Moving from Surface to Depth in Central Claims
To use the surface/depth topos, try to link a surface reading (or a literal line from the text) to a concept, idea, or a thought that is not explicitly stated in the text, that is, a layer of meaning beneath the surface reading. Consider these examples (the surface is represented in red; the link is represented in blue; the depth is represented in green):
- The birth at the beginning of the poem seems both happy and unpleasant.
- The phrase “I’m no more your mother” (7) suggests that the narrator feels uncomfortable around her baby.
- In “Morning Song,” motherhood is represented through images of emptiness that indicate a loss of the mother’s self.
- The speaker dehumanizes her role as mother by associating it with impersonal and increasingly distant images such as “walls” (6), “cloud” (8), and “dull stars” (16).
- At first “Morning Song” seems to be a loving tribute to motherhood.
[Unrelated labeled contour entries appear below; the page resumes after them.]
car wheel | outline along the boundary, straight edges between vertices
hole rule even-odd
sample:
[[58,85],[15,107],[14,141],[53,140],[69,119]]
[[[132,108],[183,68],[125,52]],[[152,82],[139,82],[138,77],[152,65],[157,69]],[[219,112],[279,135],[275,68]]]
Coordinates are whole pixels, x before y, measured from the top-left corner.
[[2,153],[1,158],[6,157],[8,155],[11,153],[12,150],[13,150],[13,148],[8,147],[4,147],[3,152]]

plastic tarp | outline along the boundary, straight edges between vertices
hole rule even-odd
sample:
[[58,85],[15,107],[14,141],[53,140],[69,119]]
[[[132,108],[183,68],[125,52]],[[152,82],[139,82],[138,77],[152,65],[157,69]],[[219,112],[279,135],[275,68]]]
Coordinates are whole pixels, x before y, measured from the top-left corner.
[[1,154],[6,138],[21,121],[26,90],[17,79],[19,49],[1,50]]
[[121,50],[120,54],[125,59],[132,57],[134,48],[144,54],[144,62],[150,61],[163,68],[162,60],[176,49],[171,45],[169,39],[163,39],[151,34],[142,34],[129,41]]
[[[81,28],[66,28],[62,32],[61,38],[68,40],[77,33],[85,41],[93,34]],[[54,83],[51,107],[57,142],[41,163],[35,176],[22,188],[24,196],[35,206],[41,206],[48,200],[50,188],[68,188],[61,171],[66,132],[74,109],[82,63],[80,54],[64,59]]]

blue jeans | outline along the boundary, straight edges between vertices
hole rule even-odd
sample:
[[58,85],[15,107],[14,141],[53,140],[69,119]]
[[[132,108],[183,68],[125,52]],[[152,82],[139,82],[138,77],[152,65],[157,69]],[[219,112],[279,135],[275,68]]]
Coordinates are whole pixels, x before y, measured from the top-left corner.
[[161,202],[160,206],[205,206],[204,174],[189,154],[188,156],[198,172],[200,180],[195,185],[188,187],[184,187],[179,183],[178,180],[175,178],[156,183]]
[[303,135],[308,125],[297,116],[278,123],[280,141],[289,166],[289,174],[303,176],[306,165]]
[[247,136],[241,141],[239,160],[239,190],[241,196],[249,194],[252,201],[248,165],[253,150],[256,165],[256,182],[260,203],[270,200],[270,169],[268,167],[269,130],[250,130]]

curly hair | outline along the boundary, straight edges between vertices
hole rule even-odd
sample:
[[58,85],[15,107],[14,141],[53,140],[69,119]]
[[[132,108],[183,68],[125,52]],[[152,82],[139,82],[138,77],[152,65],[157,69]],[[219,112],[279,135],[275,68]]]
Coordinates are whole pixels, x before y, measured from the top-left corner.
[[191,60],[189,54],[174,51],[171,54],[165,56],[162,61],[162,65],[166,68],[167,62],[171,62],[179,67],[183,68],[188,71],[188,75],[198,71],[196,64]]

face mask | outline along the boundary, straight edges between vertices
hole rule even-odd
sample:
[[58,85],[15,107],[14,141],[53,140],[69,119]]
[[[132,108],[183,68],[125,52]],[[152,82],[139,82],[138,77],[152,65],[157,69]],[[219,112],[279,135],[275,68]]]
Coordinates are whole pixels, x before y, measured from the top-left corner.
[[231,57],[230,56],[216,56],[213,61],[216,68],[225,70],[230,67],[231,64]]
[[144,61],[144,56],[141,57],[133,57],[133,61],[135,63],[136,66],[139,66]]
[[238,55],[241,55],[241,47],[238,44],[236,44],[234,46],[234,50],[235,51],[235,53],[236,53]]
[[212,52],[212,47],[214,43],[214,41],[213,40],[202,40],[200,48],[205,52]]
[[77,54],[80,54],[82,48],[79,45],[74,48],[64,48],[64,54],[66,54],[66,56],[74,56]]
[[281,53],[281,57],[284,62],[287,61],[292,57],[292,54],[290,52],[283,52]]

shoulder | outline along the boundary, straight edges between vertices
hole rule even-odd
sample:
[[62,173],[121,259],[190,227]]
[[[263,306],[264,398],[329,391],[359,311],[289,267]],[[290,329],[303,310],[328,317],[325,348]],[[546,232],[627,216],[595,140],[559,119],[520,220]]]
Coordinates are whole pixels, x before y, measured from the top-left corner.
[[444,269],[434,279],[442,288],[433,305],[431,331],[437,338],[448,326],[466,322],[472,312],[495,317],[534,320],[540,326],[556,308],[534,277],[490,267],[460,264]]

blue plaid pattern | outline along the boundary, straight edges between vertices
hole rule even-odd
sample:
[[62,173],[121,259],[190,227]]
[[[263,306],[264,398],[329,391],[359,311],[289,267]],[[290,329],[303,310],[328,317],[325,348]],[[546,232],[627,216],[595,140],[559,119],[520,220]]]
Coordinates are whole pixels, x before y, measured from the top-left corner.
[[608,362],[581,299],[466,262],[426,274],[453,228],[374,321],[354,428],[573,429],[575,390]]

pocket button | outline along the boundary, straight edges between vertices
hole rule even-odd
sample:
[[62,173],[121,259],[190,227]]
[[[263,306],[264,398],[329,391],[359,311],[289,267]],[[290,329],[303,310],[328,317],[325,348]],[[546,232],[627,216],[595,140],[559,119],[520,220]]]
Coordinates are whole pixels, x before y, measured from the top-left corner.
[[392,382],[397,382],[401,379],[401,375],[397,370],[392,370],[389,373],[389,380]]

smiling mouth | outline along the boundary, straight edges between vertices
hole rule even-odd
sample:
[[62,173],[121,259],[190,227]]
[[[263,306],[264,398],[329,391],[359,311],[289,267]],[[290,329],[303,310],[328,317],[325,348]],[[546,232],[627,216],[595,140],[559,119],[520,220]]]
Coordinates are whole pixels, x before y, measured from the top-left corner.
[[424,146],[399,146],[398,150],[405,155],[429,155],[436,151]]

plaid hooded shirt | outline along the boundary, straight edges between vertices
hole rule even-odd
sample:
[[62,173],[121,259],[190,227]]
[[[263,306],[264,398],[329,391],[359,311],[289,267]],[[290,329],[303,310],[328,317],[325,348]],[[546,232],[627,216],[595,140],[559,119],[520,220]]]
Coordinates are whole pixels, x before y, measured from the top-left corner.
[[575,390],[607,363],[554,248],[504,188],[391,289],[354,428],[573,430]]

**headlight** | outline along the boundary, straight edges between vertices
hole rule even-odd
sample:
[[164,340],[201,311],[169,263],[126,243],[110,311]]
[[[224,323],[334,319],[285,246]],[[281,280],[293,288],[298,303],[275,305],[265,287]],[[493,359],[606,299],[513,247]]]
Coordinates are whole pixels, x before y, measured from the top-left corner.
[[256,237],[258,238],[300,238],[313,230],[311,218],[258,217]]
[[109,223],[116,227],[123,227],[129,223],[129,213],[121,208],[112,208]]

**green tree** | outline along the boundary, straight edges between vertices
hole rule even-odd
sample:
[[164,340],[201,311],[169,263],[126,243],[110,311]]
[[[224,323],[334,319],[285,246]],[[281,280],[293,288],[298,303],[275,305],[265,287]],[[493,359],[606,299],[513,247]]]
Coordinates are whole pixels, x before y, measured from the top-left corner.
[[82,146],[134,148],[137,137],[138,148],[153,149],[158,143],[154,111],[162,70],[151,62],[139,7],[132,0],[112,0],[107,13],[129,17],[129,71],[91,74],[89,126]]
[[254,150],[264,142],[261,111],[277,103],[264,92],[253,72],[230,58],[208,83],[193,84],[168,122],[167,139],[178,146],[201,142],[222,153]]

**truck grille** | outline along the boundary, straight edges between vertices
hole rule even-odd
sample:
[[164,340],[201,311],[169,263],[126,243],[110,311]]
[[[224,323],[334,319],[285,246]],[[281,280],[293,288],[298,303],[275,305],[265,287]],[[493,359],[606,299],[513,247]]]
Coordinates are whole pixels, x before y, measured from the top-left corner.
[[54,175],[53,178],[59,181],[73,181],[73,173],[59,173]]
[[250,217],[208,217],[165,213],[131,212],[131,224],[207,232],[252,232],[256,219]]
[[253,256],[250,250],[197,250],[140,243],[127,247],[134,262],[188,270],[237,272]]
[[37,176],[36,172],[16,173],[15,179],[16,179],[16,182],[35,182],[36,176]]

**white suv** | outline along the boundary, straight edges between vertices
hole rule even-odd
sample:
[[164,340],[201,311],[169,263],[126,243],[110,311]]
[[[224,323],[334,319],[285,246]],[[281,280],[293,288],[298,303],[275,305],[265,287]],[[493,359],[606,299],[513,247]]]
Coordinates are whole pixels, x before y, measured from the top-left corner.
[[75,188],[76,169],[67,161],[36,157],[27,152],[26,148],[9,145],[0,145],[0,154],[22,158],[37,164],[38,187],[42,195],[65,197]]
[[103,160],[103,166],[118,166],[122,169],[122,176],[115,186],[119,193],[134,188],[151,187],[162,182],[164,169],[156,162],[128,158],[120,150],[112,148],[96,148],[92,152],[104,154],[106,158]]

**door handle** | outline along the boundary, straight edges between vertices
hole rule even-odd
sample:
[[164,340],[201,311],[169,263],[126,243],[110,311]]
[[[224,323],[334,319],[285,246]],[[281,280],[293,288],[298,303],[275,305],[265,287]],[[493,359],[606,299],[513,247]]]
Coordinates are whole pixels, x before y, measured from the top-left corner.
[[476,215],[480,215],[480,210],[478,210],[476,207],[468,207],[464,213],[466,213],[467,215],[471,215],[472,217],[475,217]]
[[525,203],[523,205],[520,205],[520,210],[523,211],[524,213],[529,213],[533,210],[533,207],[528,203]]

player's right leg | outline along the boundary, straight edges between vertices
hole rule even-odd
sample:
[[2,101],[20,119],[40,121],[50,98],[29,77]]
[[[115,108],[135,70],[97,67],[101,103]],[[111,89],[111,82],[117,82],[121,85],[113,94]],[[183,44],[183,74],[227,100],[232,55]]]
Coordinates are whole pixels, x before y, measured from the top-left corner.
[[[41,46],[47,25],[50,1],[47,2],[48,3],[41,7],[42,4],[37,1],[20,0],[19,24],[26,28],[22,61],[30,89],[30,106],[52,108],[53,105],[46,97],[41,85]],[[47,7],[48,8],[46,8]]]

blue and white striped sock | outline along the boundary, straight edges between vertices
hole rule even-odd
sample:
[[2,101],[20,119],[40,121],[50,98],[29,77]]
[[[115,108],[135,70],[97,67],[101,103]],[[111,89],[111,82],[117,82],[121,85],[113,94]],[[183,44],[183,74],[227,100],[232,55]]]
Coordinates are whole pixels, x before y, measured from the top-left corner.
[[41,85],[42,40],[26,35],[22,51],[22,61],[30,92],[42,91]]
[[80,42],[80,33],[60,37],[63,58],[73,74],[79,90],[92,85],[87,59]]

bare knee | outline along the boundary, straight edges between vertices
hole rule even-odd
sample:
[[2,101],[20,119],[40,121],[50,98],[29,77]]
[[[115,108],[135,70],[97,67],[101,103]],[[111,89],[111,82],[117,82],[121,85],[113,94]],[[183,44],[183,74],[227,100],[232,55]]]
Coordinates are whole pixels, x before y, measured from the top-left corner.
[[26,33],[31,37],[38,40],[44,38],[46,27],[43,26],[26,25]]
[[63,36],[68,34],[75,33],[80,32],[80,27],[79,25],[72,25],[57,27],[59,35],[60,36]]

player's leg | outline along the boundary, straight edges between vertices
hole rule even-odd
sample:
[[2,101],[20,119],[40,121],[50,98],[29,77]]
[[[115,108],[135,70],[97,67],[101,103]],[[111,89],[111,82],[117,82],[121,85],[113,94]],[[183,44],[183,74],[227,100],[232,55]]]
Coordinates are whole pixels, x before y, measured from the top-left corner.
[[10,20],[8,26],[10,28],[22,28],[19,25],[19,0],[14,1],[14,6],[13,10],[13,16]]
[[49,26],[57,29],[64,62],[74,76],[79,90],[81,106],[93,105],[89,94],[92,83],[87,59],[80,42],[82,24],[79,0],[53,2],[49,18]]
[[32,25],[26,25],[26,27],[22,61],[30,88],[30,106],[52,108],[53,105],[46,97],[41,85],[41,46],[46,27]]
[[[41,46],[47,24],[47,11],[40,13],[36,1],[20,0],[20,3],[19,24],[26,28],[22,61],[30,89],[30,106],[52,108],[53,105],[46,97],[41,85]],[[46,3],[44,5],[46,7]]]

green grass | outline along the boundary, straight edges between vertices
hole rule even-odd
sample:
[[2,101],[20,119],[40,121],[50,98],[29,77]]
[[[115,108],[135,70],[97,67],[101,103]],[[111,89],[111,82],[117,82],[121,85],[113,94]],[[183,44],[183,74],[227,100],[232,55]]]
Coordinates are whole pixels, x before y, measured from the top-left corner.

However, a closer reading suggests that the speaker is significantly troubled by the baby.
Common Verbs Used to Link Surface to Depth
In general, the more surprising and nonobvious the interpretation, the better it is for literary analysis. However, critics must also provide plausible reasons that can effectively persuade an open-minded reader to accept the new and different interpretation. To persuade a reader to accept a surface/depth interpretation, critics provide good reasons and textual evidence in the form of quotations and paraphrases of the text. Consider how the claim “The birth at the beginning of the poem seems both happy and unpleasant” might be supported by the following textual evidence:
The birth at the beginning of the poem seems both happy and unpleasant. Words such as “love” (1), “gold” (1), and “new statue” (4) all suggest that the baby is loved and valuable. However, the first two stanzas also contain unpleasant images such as “slapped” (2), “bald” (2), “drafty” (5), and “blankly” (6). These words imply someething unpleasant about the baby’s arrival.
Note that this example uses multiple quotations taken from several different lines and stanzas of the poem to support its argument. More complex arguments would require even more textual support, often creating a pattern of evidence, which is considered more persuasive than a single instance of support.
In addition to providing textual evidence as support, effective surface/depth arguments must be faithful to the surface meaning of the text. In other words, you need to clarify how your deeper meaning connects to and enhances the surface meaning that most readers will agree on.
A Note on Persuasive Interpretations
You may have heard someone in class say, “Well, that’s my interpretation” or “It’s a poem, so I can read into it whatever I want.” Such comments indicate that the speaker does not understand the goal of a literary analysis, which is to persuade other readers to accept a complex interpretation. These comments suggest the speaker rejects the communal nature of literary analysis because he expresses no interest in retracing the steps of interpretive thinking so that others might be able to share in an understanding of a text. In other words, the interpretation remains closed and singular to others and wholly personal and, as a result, has no obligation to the text or to other readers to be credible and persuasive.